Das hohe Leistungsniveau stellt hohe Anforderungen an Angestellte, aber auch die Führungskräfte. Da das umfangreiche Arbeitspensum bei vielen Erwerbstätigen zu krankheitsbedingten Ausfällen führt, sind Massnahmen zur gesundheitlichen Förderung auch aus betriebswirtschaftlicher Hinsicht notwendig. Denn Arbeitsausfälle oder eine reduzierte Leistungsfähigkeit sind für hohe Folgekosten für die Betriebe, aber auch die Krankenkassen verantwortlich.

Entscheidet sich ein Unternehmen bewusst dafür, seinen Mitarbeitern Massnahmen zur gesundheitlichen Prävention anzubieten, wirkt sich dies in verschiedenen Bereichen Positiv aus:

  • Wahrnehmung als attraktiver Arbeitgeber
  • Steigerung der Reputation
  • Erhöhung der Konkurrenzfähigkeit
  • Förderung der Mitarbeiterbindung

Konkrete Angebote und zusätzliche Leistungen werden als Teil greifbarer Unternehmenskultur wahrgenommen. Anders als abstrakt formulierte Werte und Prinzipien des Firmenleitbildes können solche Massnahmen deshalb für eine positive Aussendarstellung sorgen und ein Arbeitgeber kann sich so in positiver Weise von Konkurrenten abheben. 

Gesunde Führungskultur

Dabei spielt es auch eine grosse Rolle, wie das aktive Gesundheitsmanagement nach aussen kommuniziert wird. Wenn in verschiedene Programme investiert wird, sollte dies auch publik gemacht und entsprechend als Vorteil dargestellt werden. Oftmals wird dieser Punkt nur stiefmütterlich behandelt und der Aufwand zahlt sich nicht aus.

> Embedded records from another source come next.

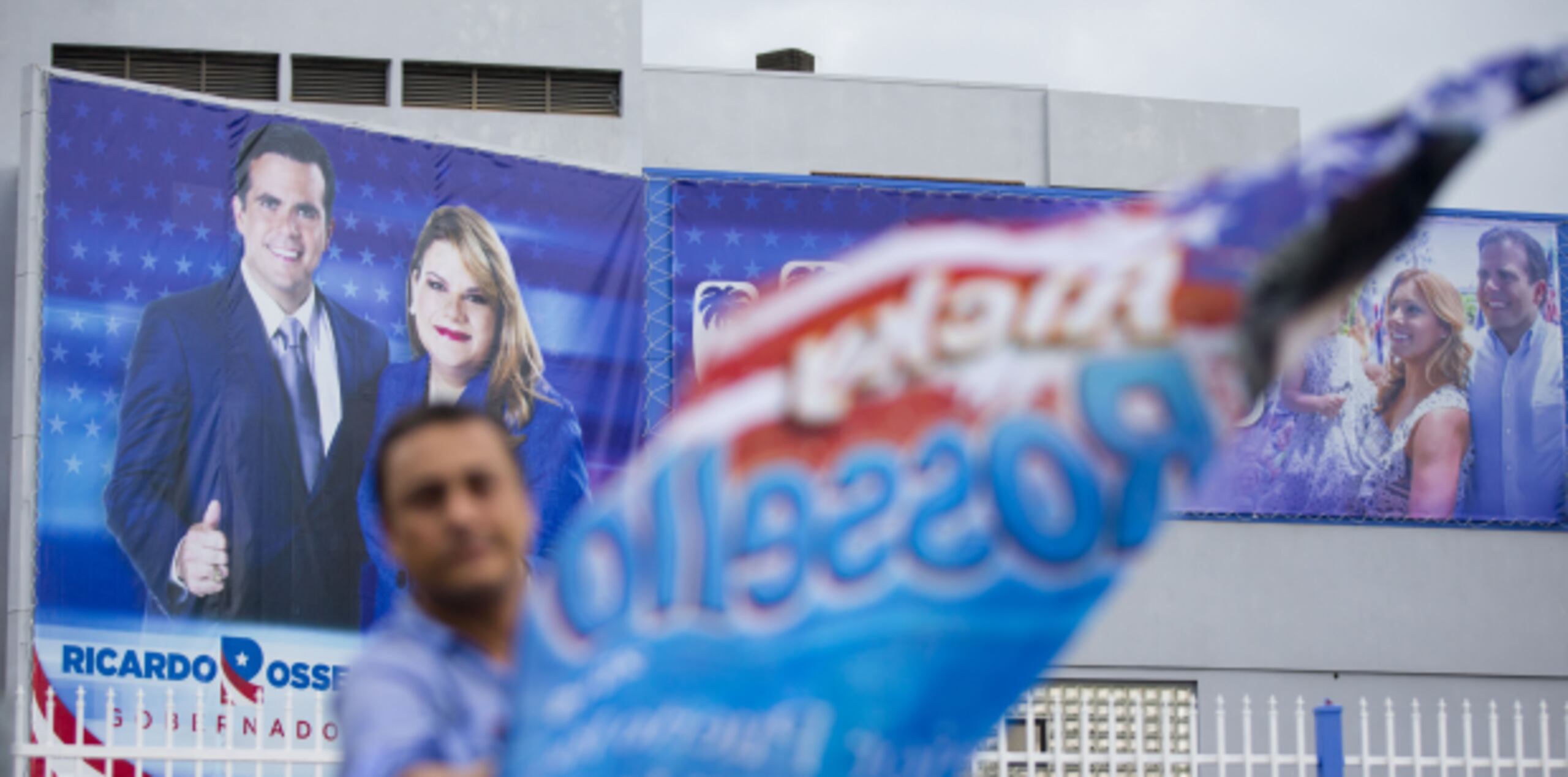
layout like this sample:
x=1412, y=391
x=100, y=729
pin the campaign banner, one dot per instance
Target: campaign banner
x=902, y=485
x=236, y=306
x=1322, y=438
x=1316, y=442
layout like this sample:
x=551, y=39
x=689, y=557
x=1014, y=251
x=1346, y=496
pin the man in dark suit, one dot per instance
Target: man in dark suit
x=247, y=412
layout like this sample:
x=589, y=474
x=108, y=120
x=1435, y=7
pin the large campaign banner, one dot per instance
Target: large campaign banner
x=1321, y=443
x=1476, y=303
x=236, y=306
x=902, y=482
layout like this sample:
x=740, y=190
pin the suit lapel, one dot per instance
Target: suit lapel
x=250, y=360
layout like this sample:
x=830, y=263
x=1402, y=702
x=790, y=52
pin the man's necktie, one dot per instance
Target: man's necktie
x=295, y=366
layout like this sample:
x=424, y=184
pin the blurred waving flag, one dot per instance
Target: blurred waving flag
x=902, y=487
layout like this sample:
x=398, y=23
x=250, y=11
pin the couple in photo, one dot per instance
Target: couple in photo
x=253, y=404
x=1445, y=426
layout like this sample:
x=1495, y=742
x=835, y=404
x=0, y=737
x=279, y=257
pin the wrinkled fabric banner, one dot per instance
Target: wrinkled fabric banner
x=167, y=407
x=899, y=488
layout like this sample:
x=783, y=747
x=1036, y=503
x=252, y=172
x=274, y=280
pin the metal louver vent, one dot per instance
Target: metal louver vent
x=228, y=74
x=339, y=79
x=529, y=90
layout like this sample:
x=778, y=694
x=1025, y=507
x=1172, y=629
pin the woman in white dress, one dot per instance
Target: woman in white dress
x=1423, y=417
x=1329, y=401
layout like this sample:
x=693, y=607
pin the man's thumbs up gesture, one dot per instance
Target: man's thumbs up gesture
x=201, y=563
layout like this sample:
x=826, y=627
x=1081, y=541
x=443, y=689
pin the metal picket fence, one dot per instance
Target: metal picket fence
x=1053, y=732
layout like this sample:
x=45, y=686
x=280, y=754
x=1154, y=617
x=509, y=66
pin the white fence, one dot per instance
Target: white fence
x=1159, y=738
x=1048, y=733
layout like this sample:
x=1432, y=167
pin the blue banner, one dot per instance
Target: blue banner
x=236, y=305
x=902, y=482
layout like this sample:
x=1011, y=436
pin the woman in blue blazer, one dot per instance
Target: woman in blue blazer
x=472, y=346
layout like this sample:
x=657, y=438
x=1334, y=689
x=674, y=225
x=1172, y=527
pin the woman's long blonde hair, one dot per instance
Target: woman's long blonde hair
x=516, y=365
x=1451, y=362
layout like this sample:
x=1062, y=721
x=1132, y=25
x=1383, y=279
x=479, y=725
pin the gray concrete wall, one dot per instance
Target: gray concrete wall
x=805, y=123
x=1144, y=143
x=604, y=34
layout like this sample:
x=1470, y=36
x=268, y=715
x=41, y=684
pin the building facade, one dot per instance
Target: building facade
x=1233, y=607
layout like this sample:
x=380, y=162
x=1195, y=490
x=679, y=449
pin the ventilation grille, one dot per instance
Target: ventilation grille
x=228, y=74
x=530, y=90
x=339, y=79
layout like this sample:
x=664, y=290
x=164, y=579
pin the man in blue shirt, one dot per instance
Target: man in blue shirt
x=430, y=696
x=1517, y=385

Deshalb ist es wichtig, die Gesundheitsförderung nicht nur nebenbei laufen zu lassen. Neben der gesetzlichen Verpflichtung zu Arbeitsschutz und betrieblichem Eingliederungsmanagement zeigen sich die Vorteile von freiwilligen Angeboten meist am besten, wenn sie passgenau auf das jeweilige Unternehmen zugeschnitten sind. 

Durch eine gesunde Führungskultur kann den Mitarbeitern die Wichtigkeit von Vorsorge- und Präventionsmassnahmen vermittelt werden. Im Interview mit dem EuPD Research Sustainable Management machte Hans M. Verheijke, der Vorsitzende der Business Performance Academy deutlich, dass Unternehmen hier verstärkt ihre Verantwortung wahrnehmen sollten.  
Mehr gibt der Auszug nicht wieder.